Top of the List
Stacey Mason
Every few years, in an attempt to make us all feel we haven’t seen enough old movies, the AFI announces a new list of the 100 best movies of all time. Time and The Modern Library have notorious 100 Best Novel Lists. IGN.com even offers the 100 best video games of all time.
But in a culture of ever-converging media, why has no one combined these lists and offered a 100 Best Narratives of All Time?
Of course, these lists are subjective anyway. Ebert argues that they’re arbitrary and misguided, serving only to start arguments. The Godfather is always in the top 3 of the AFI list, and I can’t get through it. But still, no informed scholar has tried this? No hack on the net?
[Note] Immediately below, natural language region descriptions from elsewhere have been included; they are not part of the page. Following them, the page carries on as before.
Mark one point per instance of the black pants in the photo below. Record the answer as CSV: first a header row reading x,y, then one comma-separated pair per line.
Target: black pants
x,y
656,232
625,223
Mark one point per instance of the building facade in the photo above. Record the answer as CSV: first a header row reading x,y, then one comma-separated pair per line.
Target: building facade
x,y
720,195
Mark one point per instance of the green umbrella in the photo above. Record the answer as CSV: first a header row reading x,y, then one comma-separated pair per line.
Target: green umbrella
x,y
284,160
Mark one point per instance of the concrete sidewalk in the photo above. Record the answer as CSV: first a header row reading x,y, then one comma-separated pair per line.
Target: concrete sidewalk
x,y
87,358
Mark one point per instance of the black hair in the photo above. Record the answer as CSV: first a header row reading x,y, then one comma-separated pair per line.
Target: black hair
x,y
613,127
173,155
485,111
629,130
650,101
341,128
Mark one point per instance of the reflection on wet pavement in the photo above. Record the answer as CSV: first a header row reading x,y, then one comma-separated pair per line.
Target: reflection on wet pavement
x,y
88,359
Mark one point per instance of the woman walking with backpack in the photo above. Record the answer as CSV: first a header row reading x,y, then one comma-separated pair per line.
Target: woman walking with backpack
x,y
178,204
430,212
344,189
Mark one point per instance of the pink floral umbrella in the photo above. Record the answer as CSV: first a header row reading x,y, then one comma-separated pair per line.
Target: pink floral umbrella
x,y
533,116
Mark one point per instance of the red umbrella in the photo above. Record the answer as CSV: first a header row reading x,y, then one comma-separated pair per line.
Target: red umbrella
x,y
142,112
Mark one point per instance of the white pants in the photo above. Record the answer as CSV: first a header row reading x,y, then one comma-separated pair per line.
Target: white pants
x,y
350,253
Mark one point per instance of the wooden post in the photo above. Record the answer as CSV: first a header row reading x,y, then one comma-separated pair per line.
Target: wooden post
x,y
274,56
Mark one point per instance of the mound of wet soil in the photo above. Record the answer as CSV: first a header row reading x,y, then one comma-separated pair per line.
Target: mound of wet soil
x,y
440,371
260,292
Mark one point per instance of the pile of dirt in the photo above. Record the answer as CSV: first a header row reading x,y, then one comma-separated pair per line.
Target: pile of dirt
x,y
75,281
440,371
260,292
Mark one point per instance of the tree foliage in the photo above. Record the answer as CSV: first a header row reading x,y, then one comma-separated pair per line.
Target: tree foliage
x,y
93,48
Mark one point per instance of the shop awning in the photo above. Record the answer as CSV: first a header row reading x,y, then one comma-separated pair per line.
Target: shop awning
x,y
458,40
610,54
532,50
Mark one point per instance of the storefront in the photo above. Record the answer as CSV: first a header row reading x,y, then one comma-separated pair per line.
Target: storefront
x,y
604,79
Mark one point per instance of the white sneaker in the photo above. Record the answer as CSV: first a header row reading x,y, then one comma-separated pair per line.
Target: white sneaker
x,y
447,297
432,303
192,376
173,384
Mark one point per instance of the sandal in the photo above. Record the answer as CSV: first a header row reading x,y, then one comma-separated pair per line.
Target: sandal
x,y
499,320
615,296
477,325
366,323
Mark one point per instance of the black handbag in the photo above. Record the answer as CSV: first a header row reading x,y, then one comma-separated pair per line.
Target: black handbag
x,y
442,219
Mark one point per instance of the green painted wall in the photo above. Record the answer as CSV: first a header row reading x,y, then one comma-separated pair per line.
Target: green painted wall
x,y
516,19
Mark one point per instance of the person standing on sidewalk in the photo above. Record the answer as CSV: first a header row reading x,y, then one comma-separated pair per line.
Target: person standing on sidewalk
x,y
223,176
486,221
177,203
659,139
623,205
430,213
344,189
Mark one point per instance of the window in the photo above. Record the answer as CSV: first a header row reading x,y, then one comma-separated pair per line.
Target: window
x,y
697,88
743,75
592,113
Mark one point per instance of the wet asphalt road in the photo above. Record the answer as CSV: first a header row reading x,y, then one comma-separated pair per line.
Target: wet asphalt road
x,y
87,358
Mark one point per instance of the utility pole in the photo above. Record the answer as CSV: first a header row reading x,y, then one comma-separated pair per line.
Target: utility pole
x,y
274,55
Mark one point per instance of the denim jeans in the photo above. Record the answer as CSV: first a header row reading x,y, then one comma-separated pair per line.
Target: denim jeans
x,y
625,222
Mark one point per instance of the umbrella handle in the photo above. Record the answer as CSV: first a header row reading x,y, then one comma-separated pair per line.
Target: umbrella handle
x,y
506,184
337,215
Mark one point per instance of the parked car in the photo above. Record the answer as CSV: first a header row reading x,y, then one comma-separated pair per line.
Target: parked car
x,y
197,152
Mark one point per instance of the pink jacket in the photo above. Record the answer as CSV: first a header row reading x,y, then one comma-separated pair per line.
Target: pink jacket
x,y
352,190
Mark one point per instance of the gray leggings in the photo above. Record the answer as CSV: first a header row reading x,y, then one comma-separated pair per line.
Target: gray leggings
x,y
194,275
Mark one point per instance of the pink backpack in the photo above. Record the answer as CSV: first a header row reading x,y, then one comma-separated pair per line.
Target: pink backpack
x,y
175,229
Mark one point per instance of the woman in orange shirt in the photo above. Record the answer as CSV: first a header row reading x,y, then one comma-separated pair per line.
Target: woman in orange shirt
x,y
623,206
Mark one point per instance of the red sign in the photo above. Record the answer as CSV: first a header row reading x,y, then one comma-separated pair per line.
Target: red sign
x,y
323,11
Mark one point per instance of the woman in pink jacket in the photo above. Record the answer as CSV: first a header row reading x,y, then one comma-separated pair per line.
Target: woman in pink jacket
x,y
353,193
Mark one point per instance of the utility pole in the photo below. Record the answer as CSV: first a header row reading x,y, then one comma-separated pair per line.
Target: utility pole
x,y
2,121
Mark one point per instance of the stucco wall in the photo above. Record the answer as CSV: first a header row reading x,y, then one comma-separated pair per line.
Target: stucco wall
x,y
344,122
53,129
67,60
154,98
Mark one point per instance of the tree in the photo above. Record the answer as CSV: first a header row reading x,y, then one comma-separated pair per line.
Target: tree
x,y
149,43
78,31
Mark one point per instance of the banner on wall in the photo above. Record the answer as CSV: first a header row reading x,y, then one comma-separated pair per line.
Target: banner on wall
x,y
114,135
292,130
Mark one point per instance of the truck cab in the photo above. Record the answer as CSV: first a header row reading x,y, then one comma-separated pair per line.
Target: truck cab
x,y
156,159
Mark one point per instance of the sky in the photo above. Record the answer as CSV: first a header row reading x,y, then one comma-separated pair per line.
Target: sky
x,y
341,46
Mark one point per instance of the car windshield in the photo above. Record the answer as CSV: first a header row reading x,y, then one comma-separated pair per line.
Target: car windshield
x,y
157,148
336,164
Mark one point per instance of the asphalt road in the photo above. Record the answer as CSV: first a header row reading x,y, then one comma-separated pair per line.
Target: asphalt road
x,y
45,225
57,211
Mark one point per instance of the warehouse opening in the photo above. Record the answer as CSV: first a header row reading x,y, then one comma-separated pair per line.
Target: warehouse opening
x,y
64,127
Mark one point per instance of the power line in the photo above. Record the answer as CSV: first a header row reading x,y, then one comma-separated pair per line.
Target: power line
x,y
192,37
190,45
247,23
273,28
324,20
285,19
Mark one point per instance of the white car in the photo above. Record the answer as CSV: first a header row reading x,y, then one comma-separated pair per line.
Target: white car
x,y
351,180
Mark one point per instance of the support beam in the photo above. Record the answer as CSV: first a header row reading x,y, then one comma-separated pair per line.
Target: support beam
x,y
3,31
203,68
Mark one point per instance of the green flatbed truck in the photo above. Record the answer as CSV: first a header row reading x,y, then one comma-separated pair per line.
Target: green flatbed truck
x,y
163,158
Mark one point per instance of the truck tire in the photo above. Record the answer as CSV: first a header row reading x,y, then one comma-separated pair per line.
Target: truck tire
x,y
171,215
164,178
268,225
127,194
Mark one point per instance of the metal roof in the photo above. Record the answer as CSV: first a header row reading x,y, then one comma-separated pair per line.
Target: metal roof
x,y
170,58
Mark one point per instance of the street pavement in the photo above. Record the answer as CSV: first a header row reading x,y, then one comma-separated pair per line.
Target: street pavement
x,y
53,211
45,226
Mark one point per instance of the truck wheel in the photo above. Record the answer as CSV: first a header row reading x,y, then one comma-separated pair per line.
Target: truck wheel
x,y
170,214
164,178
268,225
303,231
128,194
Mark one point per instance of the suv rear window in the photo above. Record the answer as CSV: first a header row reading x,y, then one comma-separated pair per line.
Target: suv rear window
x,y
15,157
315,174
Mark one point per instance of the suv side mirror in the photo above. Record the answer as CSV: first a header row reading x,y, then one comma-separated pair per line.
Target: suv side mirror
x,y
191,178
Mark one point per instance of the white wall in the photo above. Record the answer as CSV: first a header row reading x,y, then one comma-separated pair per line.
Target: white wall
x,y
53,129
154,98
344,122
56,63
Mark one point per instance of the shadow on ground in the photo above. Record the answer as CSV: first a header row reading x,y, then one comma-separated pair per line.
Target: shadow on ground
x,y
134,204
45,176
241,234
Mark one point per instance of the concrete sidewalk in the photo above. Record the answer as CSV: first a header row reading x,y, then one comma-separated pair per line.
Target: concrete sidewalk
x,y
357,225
Not even cracked.com ? Why?
I have some theories:
- it scares people to think about books and movies as different means to the same end because they have always thought of one as the more challenging or as a high-brow version of the other.
- people don’t want to put the thought into it
- people really and truly believe that you can’t compare apples and oranges.
So I challenge someone out there to put this together–not just because I want to know who would win in a 4-way wrestling match between Francis Ford Coppola, James Joyce, Shigeru Miyamoto, and Frank Miller–but because I really believe it’s time we start really thinking about different forms of media as what they are: different ways to tell a story.